Suap diduga diterima bersama-sama dengan mantan Wakil Ketua Pengadilan Negeri Jakarta Pusat Muhammad Arif Nuryanta beserta tiga hakim yang menyidangkan kasus tersebut, yakni Djuyamto, Ali Muhtarom, dan Agam Syarief Baharudin, dengan total sebesar 2,5 juta dolar Amerika Serikat (AS) atau setara dengan Rp40 miliar.

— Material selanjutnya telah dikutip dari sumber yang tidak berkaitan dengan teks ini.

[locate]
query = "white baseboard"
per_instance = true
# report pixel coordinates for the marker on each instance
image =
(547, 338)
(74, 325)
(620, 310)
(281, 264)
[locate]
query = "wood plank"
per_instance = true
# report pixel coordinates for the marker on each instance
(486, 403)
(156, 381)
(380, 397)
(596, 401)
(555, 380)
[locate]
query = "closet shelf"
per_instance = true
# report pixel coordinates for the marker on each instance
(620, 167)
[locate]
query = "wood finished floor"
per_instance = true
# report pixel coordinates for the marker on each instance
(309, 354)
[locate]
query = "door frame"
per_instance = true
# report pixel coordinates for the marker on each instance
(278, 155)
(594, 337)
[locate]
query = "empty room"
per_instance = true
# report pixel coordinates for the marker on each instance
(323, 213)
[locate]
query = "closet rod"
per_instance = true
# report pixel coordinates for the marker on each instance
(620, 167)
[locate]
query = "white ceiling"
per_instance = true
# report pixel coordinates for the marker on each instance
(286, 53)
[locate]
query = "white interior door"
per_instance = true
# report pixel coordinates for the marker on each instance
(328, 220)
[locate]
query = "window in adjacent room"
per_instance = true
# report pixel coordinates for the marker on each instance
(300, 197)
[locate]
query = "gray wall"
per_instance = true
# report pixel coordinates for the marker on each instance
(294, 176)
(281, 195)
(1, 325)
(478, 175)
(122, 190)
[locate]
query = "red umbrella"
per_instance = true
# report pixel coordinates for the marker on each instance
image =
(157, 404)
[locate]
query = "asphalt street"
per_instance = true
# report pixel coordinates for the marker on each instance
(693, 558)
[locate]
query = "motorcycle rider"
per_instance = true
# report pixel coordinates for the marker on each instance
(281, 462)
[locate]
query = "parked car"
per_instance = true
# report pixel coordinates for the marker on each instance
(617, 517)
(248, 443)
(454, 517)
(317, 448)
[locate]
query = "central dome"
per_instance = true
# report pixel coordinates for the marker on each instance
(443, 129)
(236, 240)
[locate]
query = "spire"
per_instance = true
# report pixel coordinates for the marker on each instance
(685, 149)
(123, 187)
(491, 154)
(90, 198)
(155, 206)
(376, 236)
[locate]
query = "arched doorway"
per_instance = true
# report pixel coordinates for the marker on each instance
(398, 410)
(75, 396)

Secara perinci, uang suap yang diterima Wahyu, Arif, serta ketiga hakim lainnya diterima sebanyak dua kali. Penerimaan pertama berupa uang tunai 500 ribu dolar AS atau senilai Rp8 miliar, yang diterima Arif sebesar Rp3,3 miliar; Wahyu Rp800 juta; Djuyamto Rp1,7 miliar; serta Agam dan Ali masing-masing Rp1,1 miliar.
Kemudian penerimaan kedua berupa uang tunai 2 juta dolar AS atau senilai Rp32 miliar, yang dibagi kepada Arif sebesar Rp12,4 miliar; Wahyu Rp1,6 miliar; Djuyamto Rp7,8 miliar; serta Agam dan Ali masing-masing Rp5,1 miliar.
Uang tersebut diterima dari Ariyanto, Marcella Santoso, Junaedi Saibih, dan Syafei, selaku advokat atau pihak yang mewakili kepentingan terdakwa korporasi pada kasus CPO, yaitu Wilmar Group, Permata Hijau Group, dan Musim Mas Group.
Atas perbuatannya, Wahyu didakwa melanggar Pasal 12 huruf a atau Pasal 12 huruf b atau Pasal 6 ayat (2) atau Pasal 5 ayat (2) atau Pasal 11 atau Pasal 12B jo. Pasal 18 Undang-Undang (UU) Nomor 31 Tahun 1999 tentang Pemberantasan Tindak Pidana Korupsi sebagaimana diubah dengan UU Nomor 20 Tahun 2001 jo. Pasal 55 ayat (1) ke-1 KUHP.